Population health, value-based care, decreasing revenues, and increasing costs are just a few of the pivotal issues challenging healthcare IT leaders today. Among other requirements, these issues call for large amounts of data, real-time data access, scalable analytics platforms, and systems interoperability. Healthcare IT must address all these issues, and more, even as technology becomes obsolete at an exponentially increasing pace.
Current healthcare analytics platforms are struggling because they are inflexible and don’t provide access to the right data, in the right place, at the right time to effectively support clinical, financial, and operational decision making. The current platform’s shortcomings appear in many ways: through process-driven EMRs, expensive data lakes, and unrefined transactional data.
Healthcare desperately needs a new IT model. Understanding the solution requires further investigation into a few specific IT challenges, followed by a close examination of the new model: a data-first, analytics and application platform called the Data Operating System (DOS™).

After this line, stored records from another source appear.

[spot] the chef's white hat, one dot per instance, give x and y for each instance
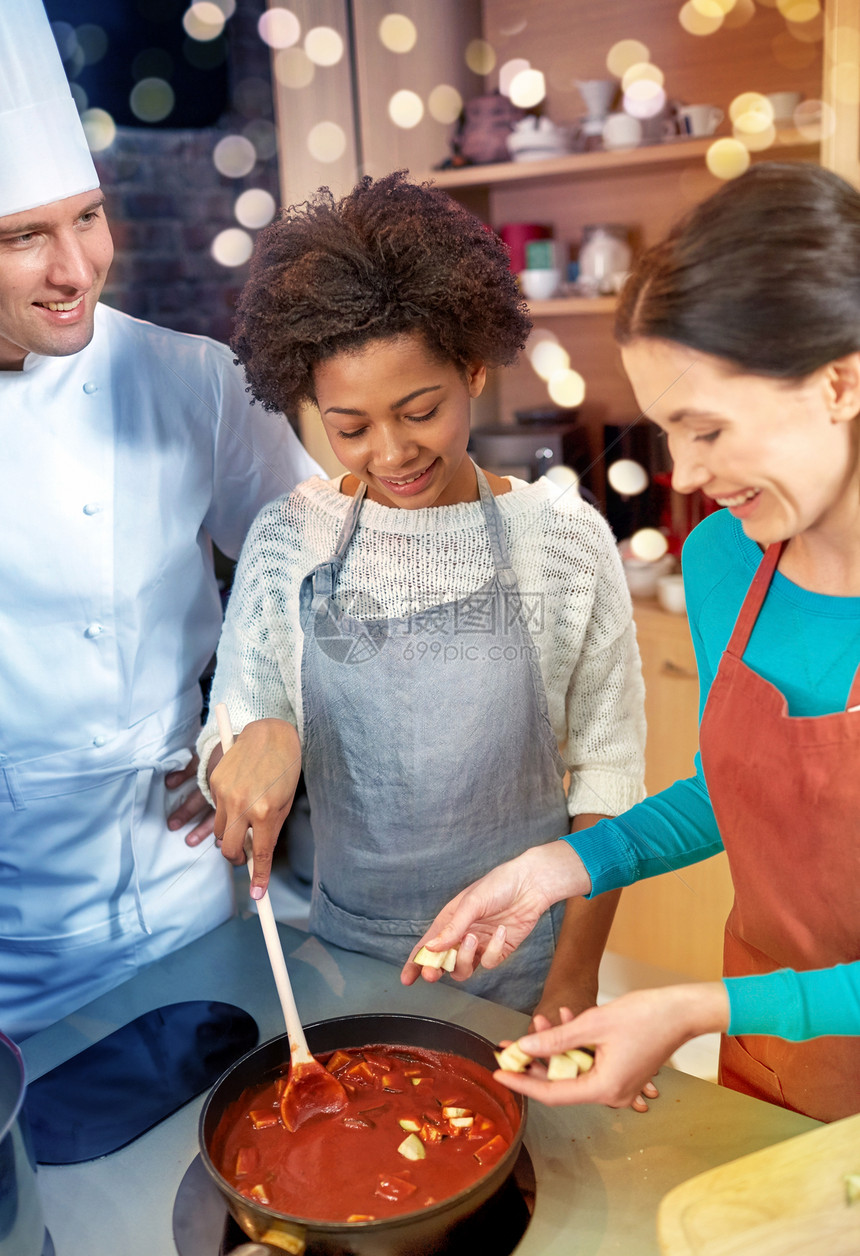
(44, 155)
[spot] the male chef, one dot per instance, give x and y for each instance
(126, 451)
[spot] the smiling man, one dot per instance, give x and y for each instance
(126, 450)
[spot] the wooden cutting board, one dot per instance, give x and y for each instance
(784, 1201)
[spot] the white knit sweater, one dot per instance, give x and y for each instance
(407, 560)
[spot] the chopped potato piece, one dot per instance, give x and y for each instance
(583, 1056)
(512, 1059)
(445, 960)
(412, 1148)
(561, 1068)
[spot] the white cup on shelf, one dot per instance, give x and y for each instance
(671, 593)
(540, 285)
(699, 119)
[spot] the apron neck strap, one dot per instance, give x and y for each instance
(755, 599)
(349, 524)
(492, 518)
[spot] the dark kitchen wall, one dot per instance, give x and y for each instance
(166, 200)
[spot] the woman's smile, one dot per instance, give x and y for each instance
(398, 418)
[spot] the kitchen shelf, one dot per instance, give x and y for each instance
(566, 305)
(571, 165)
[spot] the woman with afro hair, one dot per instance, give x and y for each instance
(447, 655)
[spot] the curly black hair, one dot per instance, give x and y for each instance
(391, 258)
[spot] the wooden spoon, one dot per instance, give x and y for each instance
(310, 1089)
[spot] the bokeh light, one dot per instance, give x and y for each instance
(624, 54)
(99, 128)
(294, 68)
(697, 23)
(527, 88)
(628, 477)
(234, 156)
(255, 207)
(324, 45)
(566, 388)
(92, 42)
(263, 136)
(279, 28)
(232, 246)
(327, 142)
(480, 57)
(751, 112)
(152, 99)
(204, 20)
(648, 544)
(398, 33)
(406, 109)
(727, 158)
(445, 103)
(548, 358)
(799, 10)
(509, 72)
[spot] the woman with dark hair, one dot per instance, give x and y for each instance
(741, 337)
(437, 646)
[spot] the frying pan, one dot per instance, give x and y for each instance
(417, 1234)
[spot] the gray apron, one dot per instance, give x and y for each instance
(428, 759)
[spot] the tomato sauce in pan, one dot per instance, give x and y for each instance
(419, 1127)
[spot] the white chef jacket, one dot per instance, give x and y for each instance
(119, 466)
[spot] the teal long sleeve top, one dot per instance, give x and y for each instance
(807, 644)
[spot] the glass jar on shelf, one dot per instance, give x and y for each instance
(604, 259)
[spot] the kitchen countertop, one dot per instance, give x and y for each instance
(600, 1173)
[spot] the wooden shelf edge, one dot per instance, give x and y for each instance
(677, 152)
(565, 305)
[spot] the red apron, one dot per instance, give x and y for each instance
(786, 795)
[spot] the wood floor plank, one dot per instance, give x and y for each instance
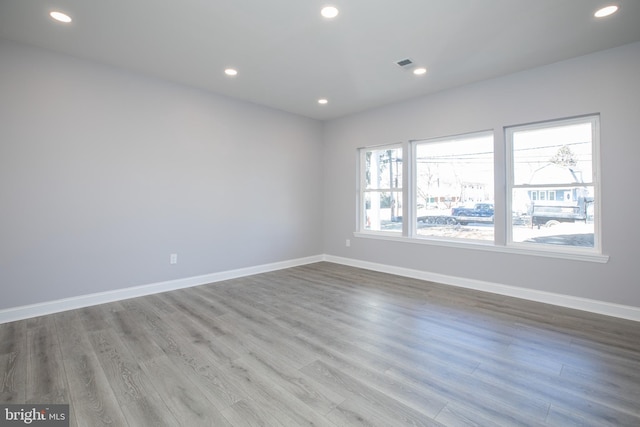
(13, 362)
(329, 345)
(364, 405)
(46, 380)
(138, 399)
(91, 395)
(189, 404)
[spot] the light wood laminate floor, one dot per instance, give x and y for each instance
(326, 345)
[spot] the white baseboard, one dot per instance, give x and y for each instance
(50, 307)
(584, 304)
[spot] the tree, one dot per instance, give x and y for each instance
(564, 157)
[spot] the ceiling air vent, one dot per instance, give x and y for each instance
(405, 63)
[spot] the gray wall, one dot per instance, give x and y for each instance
(607, 83)
(104, 173)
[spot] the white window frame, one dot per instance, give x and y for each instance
(594, 119)
(413, 186)
(503, 190)
(362, 189)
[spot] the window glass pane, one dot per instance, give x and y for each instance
(454, 187)
(382, 211)
(383, 168)
(567, 222)
(561, 154)
(382, 193)
(553, 198)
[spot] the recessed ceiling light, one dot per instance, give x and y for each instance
(60, 17)
(606, 11)
(329, 12)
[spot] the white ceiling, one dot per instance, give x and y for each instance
(288, 56)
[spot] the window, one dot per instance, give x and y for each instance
(552, 185)
(381, 195)
(454, 187)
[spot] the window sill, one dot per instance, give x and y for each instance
(544, 251)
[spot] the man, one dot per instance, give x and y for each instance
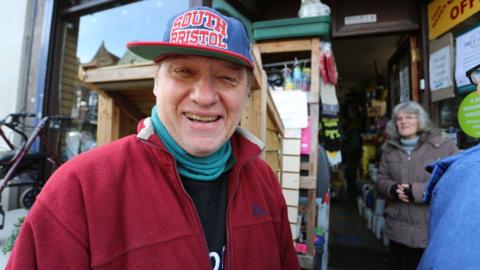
(189, 191)
(454, 195)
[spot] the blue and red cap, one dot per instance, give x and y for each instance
(199, 31)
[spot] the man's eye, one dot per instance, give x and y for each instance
(182, 71)
(229, 79)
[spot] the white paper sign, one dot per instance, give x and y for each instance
(292, 107)
(440, 66)
(404, 84)
(468, 55)
(367, 18)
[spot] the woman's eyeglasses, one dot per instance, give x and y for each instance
(473, 74)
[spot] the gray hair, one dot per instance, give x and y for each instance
(410, 107)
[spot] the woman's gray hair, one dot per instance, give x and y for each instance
(410, 107)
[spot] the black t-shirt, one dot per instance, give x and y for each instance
(210, 198)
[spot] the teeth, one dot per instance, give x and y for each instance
(196, 117)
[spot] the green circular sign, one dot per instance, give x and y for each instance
(469, 115)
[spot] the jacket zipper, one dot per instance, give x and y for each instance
(192, 204)
(410, 227)
(234, 191)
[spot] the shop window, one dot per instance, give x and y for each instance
(98, 40)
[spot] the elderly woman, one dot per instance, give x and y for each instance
(412, 145)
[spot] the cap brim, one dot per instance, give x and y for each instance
(158, 50)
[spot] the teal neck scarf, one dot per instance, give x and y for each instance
(205, 168)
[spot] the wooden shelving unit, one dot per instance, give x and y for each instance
(311, 46)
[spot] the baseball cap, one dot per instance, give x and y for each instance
(199, 31)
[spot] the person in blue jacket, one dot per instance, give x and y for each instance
(454, 195)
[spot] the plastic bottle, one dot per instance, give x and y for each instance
(306, 77)
(297, 75)
(287, 78)
(311, 8)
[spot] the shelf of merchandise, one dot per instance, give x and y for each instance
(312, 46)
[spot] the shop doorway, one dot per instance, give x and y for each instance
(375, 72)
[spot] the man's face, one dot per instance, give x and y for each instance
(200, 100)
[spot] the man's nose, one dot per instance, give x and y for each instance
(204, 91)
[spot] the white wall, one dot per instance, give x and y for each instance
(15, 38)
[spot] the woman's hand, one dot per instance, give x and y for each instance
(404, 192)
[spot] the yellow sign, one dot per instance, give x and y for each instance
(445, 14)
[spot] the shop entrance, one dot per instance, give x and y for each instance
(374, 73)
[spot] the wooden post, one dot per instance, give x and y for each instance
(315, 78)
(415, 59)
(108, 125)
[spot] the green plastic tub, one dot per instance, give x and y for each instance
(292, 27)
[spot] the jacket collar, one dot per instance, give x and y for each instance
(440, 167)
(433, 137)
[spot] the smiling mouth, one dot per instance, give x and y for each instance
(201, 118)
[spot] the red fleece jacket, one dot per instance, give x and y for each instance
(122, 206)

The big issues impacting healthcare, such as rising costs and decreasing margins, revolve around healthcare IT and specifically around data.
The United States is projected to spend $66 billion a year on healthcare IT by 2020. The U.S. healthcare system has spent over $34.7 billion on Meaningful Use (MU) to digitize data, yet margins are declining, physician burnout is on the rise, and patient satisfaction is low. The data produced from EMRs is plentiful, but improvement through MU is a broken promise because the data is inaccessible.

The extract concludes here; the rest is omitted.